As stated in the report, the data presented demonstrate the urgent need for our systems of care and support for PEH in LA County to include a focus on preventing premature death. The recommendations at the end of the report grew out of a collaborative effort across multiple County entities to address the high and rising mortality rates in the homeless population. The HMPI workgroup has also developed a plan of action to address these recommendations. Click here to read the report.

Sacramento County 2021 Homeless Death Report

As stated in the report, the goal is to support the communities understanding of the tragic deaths of our unhoused neighbors in Sacramento County and implement recommendations to prevent the untimely deaths of our unhoused neighbors in our city and county. Click here to read the report.
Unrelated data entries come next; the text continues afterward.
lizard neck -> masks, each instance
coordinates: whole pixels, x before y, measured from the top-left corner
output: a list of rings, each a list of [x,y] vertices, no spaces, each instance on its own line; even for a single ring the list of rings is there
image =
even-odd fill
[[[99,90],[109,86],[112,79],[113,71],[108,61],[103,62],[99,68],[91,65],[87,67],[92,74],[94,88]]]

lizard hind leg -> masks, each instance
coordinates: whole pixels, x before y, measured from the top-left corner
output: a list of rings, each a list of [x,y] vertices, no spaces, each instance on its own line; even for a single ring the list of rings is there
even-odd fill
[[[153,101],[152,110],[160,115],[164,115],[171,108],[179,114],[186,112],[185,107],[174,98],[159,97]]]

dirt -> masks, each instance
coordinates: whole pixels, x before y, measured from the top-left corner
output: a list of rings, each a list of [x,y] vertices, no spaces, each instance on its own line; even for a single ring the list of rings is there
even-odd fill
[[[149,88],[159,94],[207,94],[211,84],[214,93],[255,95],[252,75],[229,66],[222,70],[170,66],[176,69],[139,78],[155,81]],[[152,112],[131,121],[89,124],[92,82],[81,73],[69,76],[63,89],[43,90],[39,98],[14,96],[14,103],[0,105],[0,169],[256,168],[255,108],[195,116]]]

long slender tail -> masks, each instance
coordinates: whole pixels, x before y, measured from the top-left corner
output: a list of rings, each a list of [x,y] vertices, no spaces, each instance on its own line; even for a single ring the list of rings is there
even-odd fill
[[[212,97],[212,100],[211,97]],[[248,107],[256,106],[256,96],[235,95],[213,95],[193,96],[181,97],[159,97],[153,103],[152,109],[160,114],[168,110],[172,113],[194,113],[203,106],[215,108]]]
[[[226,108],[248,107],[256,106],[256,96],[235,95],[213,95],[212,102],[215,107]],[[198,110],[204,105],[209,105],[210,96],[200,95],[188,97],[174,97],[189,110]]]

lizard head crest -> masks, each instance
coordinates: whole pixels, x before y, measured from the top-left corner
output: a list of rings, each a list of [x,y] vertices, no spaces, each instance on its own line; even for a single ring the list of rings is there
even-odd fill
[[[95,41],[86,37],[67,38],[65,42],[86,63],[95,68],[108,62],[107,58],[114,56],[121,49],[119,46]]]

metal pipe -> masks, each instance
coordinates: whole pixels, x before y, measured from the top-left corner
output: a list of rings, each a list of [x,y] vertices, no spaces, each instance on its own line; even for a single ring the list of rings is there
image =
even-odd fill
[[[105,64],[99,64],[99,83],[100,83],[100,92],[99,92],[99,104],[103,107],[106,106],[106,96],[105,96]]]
Alameda County 2021 Homeless Mortality Report

As stated in the report, next steps involve regular homeless mortality reporting, Alameda County Homeless Mortality Review Team, continuous data quality improvement, and provider-based mortality review. Click here to read the report.

Together, the guidance promoted by the NHCHC and past homeless mortality reports can help California’s counties establish a Homeless Death Review Committee or further the development of similar committees to help fulfill AB 271 statewide.